La strage infinita nel più giovane Paese del mondo
La guerra etnica africana dei pastori col Kalashnikov che uccidono per petrolio e potere
[23 Aprile 2014]
Mentre il mondo ricorda il genocidio del Rwanda, l’United Nations mission in South Sudan (Unmiss) denuncia che ormai in Sud Sudan la guerra tra le forze governative fedeli al presidente Salva Kiir e le milizie dell’opposizione dell’ex vicepresidente Riek Machar è arrivata alle porte della base dei caschi blu a Renk, nello Stato dell’Alto Nilo.
Alla missione Onu, che doveva favorire il cammino verso la democrazia, non resta che assistere impotente a questa guerra etnica fratricida per il petrolio e le risorse tra i cristiani/animisti che, dopo 20 anni di guerriglia contro il Sudan nel 2011, dichiararono l’indipendenza del Sud Sudan con un referendum al quale dissero sì più del 90% dei partecipanti. Una unità che nel più giovane Paese del mondo è durata pochissimo, minata dagli odi etnici che si mascherano dietro le due fazioni della Sudan People’s Liberation Army (Spala) che si accusano vicendevolmente di aver ordito un golpe.

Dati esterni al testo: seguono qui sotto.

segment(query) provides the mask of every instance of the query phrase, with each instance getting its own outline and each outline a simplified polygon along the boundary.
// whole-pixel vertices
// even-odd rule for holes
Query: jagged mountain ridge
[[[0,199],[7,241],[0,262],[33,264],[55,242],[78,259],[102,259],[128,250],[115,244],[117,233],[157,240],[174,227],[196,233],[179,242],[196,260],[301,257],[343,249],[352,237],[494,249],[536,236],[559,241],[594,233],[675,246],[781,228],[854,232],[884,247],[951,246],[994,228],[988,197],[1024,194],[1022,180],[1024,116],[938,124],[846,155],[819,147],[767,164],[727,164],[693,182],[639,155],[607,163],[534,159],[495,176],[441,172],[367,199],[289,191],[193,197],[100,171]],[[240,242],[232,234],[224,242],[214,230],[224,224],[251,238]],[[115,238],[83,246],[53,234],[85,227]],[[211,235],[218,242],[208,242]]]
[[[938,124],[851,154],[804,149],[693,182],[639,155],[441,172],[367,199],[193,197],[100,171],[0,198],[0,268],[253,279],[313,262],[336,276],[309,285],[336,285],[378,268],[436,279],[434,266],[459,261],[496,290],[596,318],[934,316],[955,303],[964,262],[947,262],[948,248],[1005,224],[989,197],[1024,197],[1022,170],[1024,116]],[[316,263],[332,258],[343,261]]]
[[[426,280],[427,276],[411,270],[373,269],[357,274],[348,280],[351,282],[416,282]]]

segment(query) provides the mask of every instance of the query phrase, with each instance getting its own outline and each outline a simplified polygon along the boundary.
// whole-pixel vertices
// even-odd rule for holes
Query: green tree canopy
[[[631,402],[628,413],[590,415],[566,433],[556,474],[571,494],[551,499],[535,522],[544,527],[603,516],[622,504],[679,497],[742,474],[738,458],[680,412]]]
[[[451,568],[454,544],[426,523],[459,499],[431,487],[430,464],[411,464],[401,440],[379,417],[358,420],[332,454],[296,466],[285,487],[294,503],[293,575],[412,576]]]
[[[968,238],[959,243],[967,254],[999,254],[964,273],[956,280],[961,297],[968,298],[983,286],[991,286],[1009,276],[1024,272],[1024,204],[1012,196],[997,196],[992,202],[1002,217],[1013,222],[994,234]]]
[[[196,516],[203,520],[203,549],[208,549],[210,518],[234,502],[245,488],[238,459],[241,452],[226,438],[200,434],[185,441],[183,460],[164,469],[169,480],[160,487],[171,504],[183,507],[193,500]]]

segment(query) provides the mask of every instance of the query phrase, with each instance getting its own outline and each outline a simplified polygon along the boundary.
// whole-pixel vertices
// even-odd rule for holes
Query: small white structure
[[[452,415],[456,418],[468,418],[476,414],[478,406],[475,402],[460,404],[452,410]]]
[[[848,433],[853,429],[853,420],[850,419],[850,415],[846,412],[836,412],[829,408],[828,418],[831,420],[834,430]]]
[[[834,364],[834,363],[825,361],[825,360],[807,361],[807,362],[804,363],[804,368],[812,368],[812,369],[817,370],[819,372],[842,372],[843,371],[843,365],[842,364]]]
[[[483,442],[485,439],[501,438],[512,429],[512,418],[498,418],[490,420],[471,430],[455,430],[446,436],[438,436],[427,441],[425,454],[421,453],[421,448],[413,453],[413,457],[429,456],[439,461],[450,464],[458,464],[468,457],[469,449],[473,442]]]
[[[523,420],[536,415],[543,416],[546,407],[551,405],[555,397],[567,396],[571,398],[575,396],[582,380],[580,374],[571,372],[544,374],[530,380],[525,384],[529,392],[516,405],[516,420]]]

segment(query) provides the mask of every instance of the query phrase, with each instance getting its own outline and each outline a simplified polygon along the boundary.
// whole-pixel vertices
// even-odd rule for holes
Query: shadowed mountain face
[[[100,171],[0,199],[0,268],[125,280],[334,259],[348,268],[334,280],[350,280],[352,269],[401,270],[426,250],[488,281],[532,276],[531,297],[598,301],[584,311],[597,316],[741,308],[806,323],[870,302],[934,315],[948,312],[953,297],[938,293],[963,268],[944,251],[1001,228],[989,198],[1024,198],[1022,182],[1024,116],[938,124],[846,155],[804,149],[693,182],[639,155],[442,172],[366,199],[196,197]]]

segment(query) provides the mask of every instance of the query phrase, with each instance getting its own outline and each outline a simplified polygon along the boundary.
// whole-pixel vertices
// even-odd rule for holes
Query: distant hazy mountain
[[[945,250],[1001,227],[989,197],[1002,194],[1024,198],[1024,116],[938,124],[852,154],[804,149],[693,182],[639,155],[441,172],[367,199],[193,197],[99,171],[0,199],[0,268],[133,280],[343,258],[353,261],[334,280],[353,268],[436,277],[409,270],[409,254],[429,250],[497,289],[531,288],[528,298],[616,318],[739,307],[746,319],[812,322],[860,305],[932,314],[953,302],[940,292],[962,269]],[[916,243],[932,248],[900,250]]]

I ribelli nuer in questi giorni si sono resi colpevoli di stragi orrende, assassinando i dinka fin dentro gli ospedali, i campi profughi e le moschee, ma le forze lealiste non sembrano da meno quando occupano territori “nemici” che pure dovrebbero essere la loro nuova e giovane Patria.
Quello che i pastori e i contadini armati di Kalashnikov stanno seminando è un raccolto di odio che ha praticamente già soffocato nel sangue le speranze di libertà e sviluppo di un Paese che annega nel petrolio e nella miseria, nella superstizione e nell’odio tribale, che per secoli è stato così bene attizzato dagli ex colonialisti inglesi e nord-sudanesi.
Ormai le milizie non hanno più freni, come dimostrano le orrende stragi perpetrate a Bentiu, la capitale dello Stato di Unity, riconquistata dai ribelli e dove solo le bandiere dell’Onu difendono 22.000 profughi che solo all’inizio di aprile erano 4.500.
L’Unmiss denuncia che le strade di Bentiu e Rubkona sono disseminate di cadaveri e che le due città sono state saccheggiate. Lo stesso campo profughi gestito dall’Unmiss è stato colpito da 4 razzi.
Intanto i ribelli nuer avanzano nello Stato di Unity ed hanno conquistato anche Mayom, a 70 km da Bentiu. A Bor, nello Stato di Jonglei, dove il 17 aprile uomini armati hanno invaso il campo profughi dell’Onu ed hanno fatto una strage la situazione resta tesa.
Ma è a Bentiu, cuore nero del petrolio sud-sudanese, dove le milizie hanno fatto fino ad ora la strage più grave tra i civili: 200 morti e 400 feriti in una moschea. L’Unmiss dice che «Le forze pro-Machar hanno separato degli individui di alcune nazionalità o gruppi etnici e li hanno messi al sicuro, mentre gli altri sono stati uccisi».
Sembra il racconto di una strage nazista nell’appennino italiano o il fantasma risorto delle stragi di tutsi perpetrate in Rwanda ed invece è tutto terribilmente vero, succede nel 2014 in una terra inzuppata di sangue e petrolio e dalla quale Dio, Allah e gli spiriti degli antenati sembrano aver distolto lo sguardo. Una strage iniziata il 15 dicembre e costellata di trattative senza risultato e di massacri etnici che hanno già fatto migliaia di vittime, senza risparmiare vecchi, donne e bambini.
Mentre il mondo sembra stare nuovamente a guardare impotente un nuovo genocidio in un Paese che l’Occidente ha fortemente voluto indipendente, ma che è stato incapace di portare verso la democrazia, l’unità e la pace, pensando più al petrolio ed alla geopolitica che a rinsaldare un’unità basata sull’odio per gli arabi/musulmani ma nata già minata dall’odio ancestrale tra nuer e dinka, nemici da sempre per acqua, terra e pascoli ed ora per l’oro nero ed il potere nel più giovane e sfortunato Stato del mondo.